India banned wildly popular Chinese app TikTok and 58 others on Monday after a border clash between troops in both countries left at least 20 Indian soldiers dead this month.
The apps, which range from gaming to music streaming and social media, are “prejudicial to sovereignty and integrity of India, defence of India, security of state and public order”, the Ministry of Information Technology said in a statement on Monday.
In addition to TikTok, the mobile apps that have been banned include those made by some of China’s largest and most influential tech companies including Tencent’s WeChat, Baidu’s Twitter-like platform known as Weibo, and Xiaomi’s Mi Video Call. It is unclear how the ban will be enforced since the apps have been downloaded on phones across the country.
Anti-China sentiment has erupted in India following the deadly clash in the long-disputed Galwan Valley in the western Himalayas. The fallout has included widespread calls for boycotts of Chinese products including phones and software.

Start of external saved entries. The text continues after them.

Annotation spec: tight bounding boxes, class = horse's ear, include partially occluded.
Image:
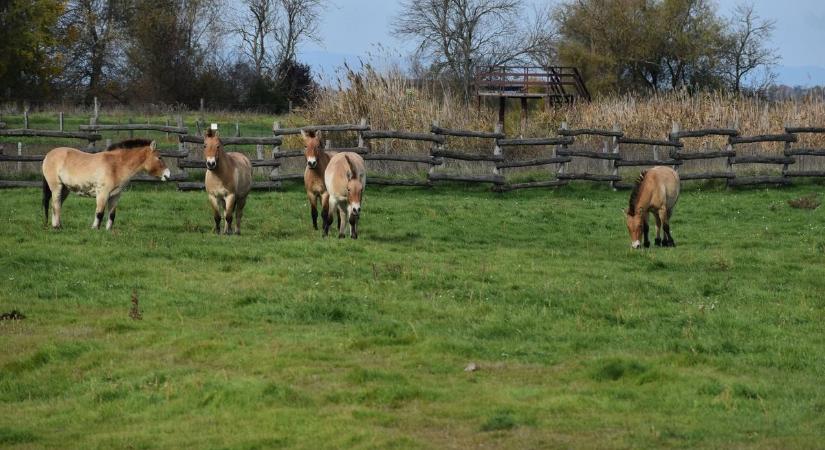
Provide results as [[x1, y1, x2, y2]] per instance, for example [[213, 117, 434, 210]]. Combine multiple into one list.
[[205, 128, 214, 138], [300, 129, 308, 140], [150, 141, 157, 150], [316, 130, 323, 142]]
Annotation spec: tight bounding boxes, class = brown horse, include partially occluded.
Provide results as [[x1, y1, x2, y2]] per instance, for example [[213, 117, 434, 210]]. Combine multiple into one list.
[[42, 139, 170, 229], [204, 127, 252, 235], [324, 152, 366, 239], [626, 166, 680, 249], [301, 129, 332, 230]]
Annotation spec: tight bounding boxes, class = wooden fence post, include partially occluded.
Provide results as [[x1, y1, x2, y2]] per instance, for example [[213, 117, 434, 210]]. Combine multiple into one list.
[[235, 122, 240, 138], [610, 124, 621, 190], [670, 122, 681, 172], [557, 122, 569, 177], [726, 120, 739, 188], [493, 122, 503, 177], [357, 117, 367, 149], [59, 112, 64, 132], [23, 108, 29, 129], [429, 120, 441, 177], [783, 126, 794, 183], [17, 142, 22, 173], [271, 121, 281, 189]]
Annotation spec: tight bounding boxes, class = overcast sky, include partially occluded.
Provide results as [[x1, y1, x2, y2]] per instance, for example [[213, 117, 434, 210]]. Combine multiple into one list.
[[293, 0, 825, 86]]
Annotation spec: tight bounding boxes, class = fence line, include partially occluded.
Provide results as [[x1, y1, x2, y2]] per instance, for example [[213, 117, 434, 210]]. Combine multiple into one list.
[[2, 113, 825, 192]]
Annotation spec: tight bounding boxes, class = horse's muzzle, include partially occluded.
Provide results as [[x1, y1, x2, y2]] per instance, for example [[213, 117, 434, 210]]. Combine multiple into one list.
[[161, 168, 171, 181], [206, 159, 217, 171], [307, 160, 317, 169], [631, 240, 641, 249]]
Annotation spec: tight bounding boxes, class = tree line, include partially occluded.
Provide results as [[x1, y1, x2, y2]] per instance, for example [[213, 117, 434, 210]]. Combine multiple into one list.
[[0, 0, 780, 110], [394, 0, 779, 99], [0, 0, 323, 111]]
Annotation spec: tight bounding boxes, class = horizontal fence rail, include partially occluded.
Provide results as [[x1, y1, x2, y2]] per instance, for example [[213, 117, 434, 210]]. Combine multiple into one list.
[[3, 114, 825, 192]]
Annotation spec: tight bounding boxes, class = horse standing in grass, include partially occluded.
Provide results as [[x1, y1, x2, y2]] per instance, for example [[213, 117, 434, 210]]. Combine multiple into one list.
[[41, 139, 170, 229], [324, 152, 366, 239], [301, 129, 333, 230], [626, 166, 680, 249], [204, 128, 252, 235]]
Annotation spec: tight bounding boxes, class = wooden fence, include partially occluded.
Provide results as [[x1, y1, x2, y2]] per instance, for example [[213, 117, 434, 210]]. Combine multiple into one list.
[[2, 114, 825, 192]]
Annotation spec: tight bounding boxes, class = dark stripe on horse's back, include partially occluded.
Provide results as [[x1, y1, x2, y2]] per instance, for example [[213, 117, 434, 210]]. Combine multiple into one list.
[[343, 154, 358, 178], [627, 170, 648, 216], [106, 138, 152, 151]]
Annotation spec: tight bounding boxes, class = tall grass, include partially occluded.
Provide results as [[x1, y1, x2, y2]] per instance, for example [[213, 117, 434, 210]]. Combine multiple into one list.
[[308, 66, 825, 142]]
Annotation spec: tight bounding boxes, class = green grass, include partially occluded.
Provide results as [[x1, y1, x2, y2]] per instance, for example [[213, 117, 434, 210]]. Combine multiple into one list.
[[1, 183, 824, 449]]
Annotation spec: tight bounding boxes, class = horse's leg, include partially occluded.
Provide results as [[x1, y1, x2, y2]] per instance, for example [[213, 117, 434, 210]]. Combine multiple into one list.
[[208, 194, 222, 234], [654, 213, 663, 247], [105, 193, 121, 230], [321, 192, 330, 233], [223, 194, 236, 235], [92, 191, 108, 229], [349, 212, 358, 239], [324, 197, 336, 237], [307, 191, 318, 229], [642, 214, 650, 248], [337, 205, 347, 239], [234, 196, 246, 235], [50, 183, 66, 229], [664, 208, 675, 247]]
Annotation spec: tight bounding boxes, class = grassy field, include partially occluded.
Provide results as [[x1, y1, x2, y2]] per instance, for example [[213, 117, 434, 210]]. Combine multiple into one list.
[[1, 182, 824, 449]]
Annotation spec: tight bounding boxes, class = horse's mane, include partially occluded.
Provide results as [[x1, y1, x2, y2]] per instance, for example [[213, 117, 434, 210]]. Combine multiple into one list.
[[106, 138, 152, 151], [627, 170, 648, 216], [343, 153, 358, 179]]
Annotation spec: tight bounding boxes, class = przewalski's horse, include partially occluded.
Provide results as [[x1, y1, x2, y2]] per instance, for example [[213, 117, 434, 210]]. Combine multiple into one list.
[[324, 152, 366, 239], [204, 127, 252, 235], [301, 129, 332, 230], [41, 139, 170, 229], [626, 166, 680, 249]]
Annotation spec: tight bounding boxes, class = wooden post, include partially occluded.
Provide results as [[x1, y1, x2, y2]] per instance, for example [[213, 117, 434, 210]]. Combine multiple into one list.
[[235, 121, 240, 137], [557, 122, 569, 177], [199, 98, 205, 119], [17, 142, 22, 173], [783, 127, 793, 182], [610, 124, 621, 191], [94, 97, 99, 119], [520, 97, 528, 138], [357, 117, 367, 149], [726, 120, 738, 188], [59, 112, 64, 131], [493, 122, 503, 177], [498, 97, 506, 130], [670, 122, 681, 173], [429, 120, 441, 177], [271, 121, 281, 188], [23, 108, 29, 129], [165, 118, 170, 140]]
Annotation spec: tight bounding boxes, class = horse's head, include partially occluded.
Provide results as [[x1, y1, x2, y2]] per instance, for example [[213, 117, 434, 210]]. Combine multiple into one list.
[[204, 128, 222, 171], [145, 141, 171, 181], [626, 208, 643, 249], [347, 175, 363, 218], [301, 129, 322, 169]]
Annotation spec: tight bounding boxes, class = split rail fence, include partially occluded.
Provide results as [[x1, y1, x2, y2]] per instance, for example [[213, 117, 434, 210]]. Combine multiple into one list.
[[2, 114, 825, 191]]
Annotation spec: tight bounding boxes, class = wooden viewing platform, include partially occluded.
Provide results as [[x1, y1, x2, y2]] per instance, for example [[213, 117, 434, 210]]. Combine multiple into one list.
[[475, 66, 590, 135]]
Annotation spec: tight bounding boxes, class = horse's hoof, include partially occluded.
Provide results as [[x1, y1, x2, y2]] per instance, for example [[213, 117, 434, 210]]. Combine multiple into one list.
[[351, 234, 358, 239], [644, 241, 650, 248], [338, 234, 345, 239], [654, 238, 662, 247]]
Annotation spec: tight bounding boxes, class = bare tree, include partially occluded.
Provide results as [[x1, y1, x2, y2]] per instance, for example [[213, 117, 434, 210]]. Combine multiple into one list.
[[58, 0, 126, 102], [233, 0, 323, 79], [234, 0, 277, 77], [392, 0, 543, 101], [722, 3, 778, 94]]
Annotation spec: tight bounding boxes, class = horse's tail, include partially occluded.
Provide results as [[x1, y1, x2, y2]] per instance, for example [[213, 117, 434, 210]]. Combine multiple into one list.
[[42, 178, 51, 223]]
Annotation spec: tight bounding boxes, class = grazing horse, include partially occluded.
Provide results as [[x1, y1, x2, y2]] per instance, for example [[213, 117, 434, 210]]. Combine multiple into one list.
[[324, 152, 366, 239], [41, 139, 170, 229], [626, 166, 680, 249], [301, 129, 332, 230], [204, 127, 252, 235]]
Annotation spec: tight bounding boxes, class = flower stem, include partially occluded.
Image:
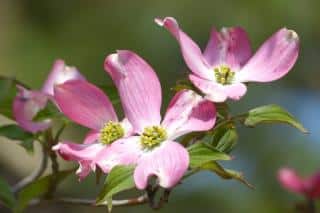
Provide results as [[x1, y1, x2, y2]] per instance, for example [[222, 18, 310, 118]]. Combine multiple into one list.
[[29, 194, 149, 207], [0, 75, 30, 89], [307, 198, 315, 213], [12, 143, 48, 193], [44, 129, 59, 198], [146, 184, 171, 210], [151, 189, 170, 209], [212, 113, 247, 131], [61, 194, 148, 206]]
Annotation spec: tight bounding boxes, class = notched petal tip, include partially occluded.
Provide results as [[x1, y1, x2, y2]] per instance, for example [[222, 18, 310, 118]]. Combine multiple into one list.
[[220, 26, 243, 37], [154, 16, 178, 27], [53, 81, 64, 91], [157, 17, 212, 80], [154, 17, 180, 39], [116, 50, 131, 63], [104, 52, 127, 78], [52, 143, 60, 151], [204, 26, 252, 69], [285, 29, 299, 42], [42, 59, 85, 96], [52, 59, 65, 67], [154, 17, 164, 26]]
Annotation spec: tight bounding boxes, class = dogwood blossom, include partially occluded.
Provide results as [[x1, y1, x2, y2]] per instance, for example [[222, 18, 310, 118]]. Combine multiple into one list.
[[13, 59, 84, 133], [156, 17, 299, 102], [103, 50, 216, 189]]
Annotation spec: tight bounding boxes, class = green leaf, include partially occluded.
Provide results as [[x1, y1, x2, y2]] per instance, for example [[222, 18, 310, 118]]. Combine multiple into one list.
[[188, 142, 231, 168], [14, 170, 74, 213], [0, 176, 16, 209], [180, 132, 205, 146], [32, 101, 63, 122], [0, 78, 18, 119], [0, 125, 33, 140], [19, 138, 35, 153], [215, 128, 238, 153], [244, 104, 307, 133], [95, 167, 104, 185], [96, 165, 135, 211], [201, 161, 253, 188], [0, 125, 35, 153], [210, 122, 235, 144]]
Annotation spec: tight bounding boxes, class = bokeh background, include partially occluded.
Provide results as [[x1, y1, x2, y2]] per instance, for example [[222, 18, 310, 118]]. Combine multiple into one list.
[[1, 0, 320, 212]]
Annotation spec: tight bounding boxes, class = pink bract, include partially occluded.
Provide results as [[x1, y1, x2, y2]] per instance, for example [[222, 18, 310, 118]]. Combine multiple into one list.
[[53, 80, 133, 180], [13, 59, 84, 133], [155, 17, 300, 102], [104, 50, 217, 189], [278, 168, 320, 199], [13, 86, 51, 133], [42, 59, 85, 96]]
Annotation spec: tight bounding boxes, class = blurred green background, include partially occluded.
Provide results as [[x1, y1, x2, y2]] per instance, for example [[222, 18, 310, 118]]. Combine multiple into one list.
[[1, 0, 320, 212]]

Chinese phone maker Oppo pared down the launch event of their latest ultra-premium flagship phone,, in light of the diplomatic flare-up between the two nuclear-armed nations.

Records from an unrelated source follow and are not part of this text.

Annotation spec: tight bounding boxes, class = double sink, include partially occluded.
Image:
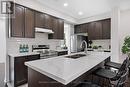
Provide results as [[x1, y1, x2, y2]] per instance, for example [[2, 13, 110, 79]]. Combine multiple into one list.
[[65, 54, 87, 59]]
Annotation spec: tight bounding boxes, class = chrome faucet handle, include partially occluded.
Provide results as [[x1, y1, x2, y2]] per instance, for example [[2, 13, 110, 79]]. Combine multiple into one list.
[[80, 40, 88, 54]]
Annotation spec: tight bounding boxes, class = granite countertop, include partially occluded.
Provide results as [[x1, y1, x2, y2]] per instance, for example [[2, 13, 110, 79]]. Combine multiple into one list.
[[25, 51, 111, 85]]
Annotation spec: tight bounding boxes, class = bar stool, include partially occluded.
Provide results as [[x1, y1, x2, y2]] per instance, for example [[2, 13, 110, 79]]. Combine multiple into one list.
[[94, 58, 129, 86], [105, 57, 130, 76], [75, 68, 129, 87], [105, 57, 130, 69]]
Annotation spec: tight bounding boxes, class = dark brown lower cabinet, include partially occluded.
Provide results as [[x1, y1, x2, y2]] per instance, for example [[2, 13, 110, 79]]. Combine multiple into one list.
[[9, 54, 40, 87], [15, 56, 28, 86]]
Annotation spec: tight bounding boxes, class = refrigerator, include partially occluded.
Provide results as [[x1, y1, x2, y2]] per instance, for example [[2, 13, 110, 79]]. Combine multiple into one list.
[[70, 34, 88, 53]]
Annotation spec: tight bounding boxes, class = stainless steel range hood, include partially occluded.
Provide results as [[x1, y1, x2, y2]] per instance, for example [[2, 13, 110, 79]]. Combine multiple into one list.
[[35, 27, 54, 34], [75, 33, 88, 36]]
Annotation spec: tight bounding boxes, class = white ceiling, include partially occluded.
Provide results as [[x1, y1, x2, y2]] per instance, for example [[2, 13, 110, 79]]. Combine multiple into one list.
[[36, 0, 130, 20]]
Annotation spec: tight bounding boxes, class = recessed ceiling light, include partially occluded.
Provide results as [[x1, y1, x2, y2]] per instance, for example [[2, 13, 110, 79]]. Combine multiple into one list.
[[78, 12, 83, 15], [64, 3, 68, 7]]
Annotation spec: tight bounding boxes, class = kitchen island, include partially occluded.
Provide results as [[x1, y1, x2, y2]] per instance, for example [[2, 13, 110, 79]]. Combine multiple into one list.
[[25, 52, 111, 87]]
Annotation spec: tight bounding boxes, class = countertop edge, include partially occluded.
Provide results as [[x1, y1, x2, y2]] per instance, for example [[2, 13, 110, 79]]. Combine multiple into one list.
[[25, 62, 68, 85], [8, 52, 40, 57]]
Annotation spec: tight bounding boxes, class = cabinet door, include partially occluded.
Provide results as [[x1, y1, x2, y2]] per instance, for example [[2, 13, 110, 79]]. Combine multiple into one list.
[[25, 8, 35, 38], [88, 22, 95, 40], [74, 25, 81, 34], [74, 24, 88, 34], [94, 21, 102, 40], [48, 17, 58, 39], [44, 14, 53, 29], [14, 55, 40, 86], [102, 19, 111, 39], [25, 55, 40, 81], [35, 11, 45, 28], [88, 21, 102, 40], [11, 4, 24, 37], [58, 19, 64, 39], [15, 57, 28, 86], [80, 24, 88, 33]]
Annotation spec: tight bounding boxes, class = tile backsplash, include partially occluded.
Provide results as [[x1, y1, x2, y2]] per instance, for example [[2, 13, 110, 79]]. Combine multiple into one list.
[[7, 33, 64, 54], [92, 39, 111, 49]]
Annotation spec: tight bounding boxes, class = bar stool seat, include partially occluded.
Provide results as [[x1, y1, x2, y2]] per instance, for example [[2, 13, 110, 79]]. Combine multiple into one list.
[[105, 62, 121, 69], [95, 68, 116, 79]]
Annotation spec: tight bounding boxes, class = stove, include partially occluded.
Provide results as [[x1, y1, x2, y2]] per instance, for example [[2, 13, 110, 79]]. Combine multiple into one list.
[[32, 45, 58, 59]]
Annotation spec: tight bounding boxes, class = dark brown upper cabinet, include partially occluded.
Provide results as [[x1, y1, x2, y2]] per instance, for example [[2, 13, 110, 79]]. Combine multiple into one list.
[[94, 21, 102, 40], [75, 18, 111, 40], [10, 3, 35, 38], [74, 25, 80, 34], [74, 24, 88, 34], [51, 17, 59, 39], [35, 12, 45, 28], [82, 24, 88, 33], [35, 12, 53, 29], [58, 19, 64, 39], [75, 22, 102, 40], [25, 8, 35, 38], [11, 4, 25, 37], [88, 21, 104, 40], [9, 2, 64, 39], [102, 19, 111, 39], [88, 22, 95, 40], [44, 14, 53, 29], [48, 17, 64, 39]]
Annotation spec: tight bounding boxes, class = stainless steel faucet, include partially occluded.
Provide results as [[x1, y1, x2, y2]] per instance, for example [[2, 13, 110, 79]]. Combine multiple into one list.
[[80, 40, 87, 54]]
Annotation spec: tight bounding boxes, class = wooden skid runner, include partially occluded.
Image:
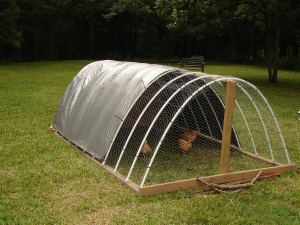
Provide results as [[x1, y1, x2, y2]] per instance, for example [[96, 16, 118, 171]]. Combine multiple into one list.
[[139, 164, 296, 196], [50, 126, 296, 197]]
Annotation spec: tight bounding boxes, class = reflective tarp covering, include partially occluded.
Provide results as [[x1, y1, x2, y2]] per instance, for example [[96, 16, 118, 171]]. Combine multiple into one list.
[[52, 60, 179, 159], [52, 60, 293, 194]]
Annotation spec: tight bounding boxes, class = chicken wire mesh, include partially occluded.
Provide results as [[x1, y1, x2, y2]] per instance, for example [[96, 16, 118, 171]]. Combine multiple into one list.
[[103, 72, 290, 187], [50, 60, 294, 196], [232, 80, 290, 165]]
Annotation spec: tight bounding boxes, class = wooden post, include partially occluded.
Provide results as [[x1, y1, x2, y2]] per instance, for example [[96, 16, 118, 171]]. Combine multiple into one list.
[[220, 81, 237, 174]]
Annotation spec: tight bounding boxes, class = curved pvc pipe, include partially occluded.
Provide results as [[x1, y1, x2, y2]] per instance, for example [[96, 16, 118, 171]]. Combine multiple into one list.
[[102, 69, 180, 165], [234, 98, 258, 154], [200, 80, 241, 149], [112, 72, 198, 172], [194, 96, 213, 136], [126, 76, 222, 183], [139, 78, 290, 186], [139, 78, 228, 186], [234, 79, 290, 164], [235, 83, 274, 161]]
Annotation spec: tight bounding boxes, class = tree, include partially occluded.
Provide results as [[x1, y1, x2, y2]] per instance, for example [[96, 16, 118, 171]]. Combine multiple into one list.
[[237, 0, 282, 82], [0, 0, 23, 59], [1, 0, 298, 67], [105, 0, 170, 59], [19, 0, 66, 60], [156, 0, 300, 82]]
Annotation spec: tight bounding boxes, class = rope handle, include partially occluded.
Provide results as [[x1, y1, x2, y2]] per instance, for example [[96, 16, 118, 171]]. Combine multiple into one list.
[[197, 170, 263, 194]]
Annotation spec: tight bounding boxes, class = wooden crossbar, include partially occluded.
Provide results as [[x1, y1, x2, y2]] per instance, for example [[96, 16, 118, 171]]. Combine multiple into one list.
[[139, 164, 296, 196], [50, 126, 296, 197]]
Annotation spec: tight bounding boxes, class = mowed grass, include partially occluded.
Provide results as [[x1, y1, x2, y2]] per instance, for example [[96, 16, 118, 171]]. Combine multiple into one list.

The Ministry of Electronics and Information Technology said it has received multiple complaints involving the misuse of mobile apps for “for stealing and surreptitiously transmitting users’ data in an unauthorized manner to servers which have locations outside India.” The government ministry went on to call the situation a matter of “very deep and immediate concern which requires emergency measures.”
TikTok could not immediately be reached for comment.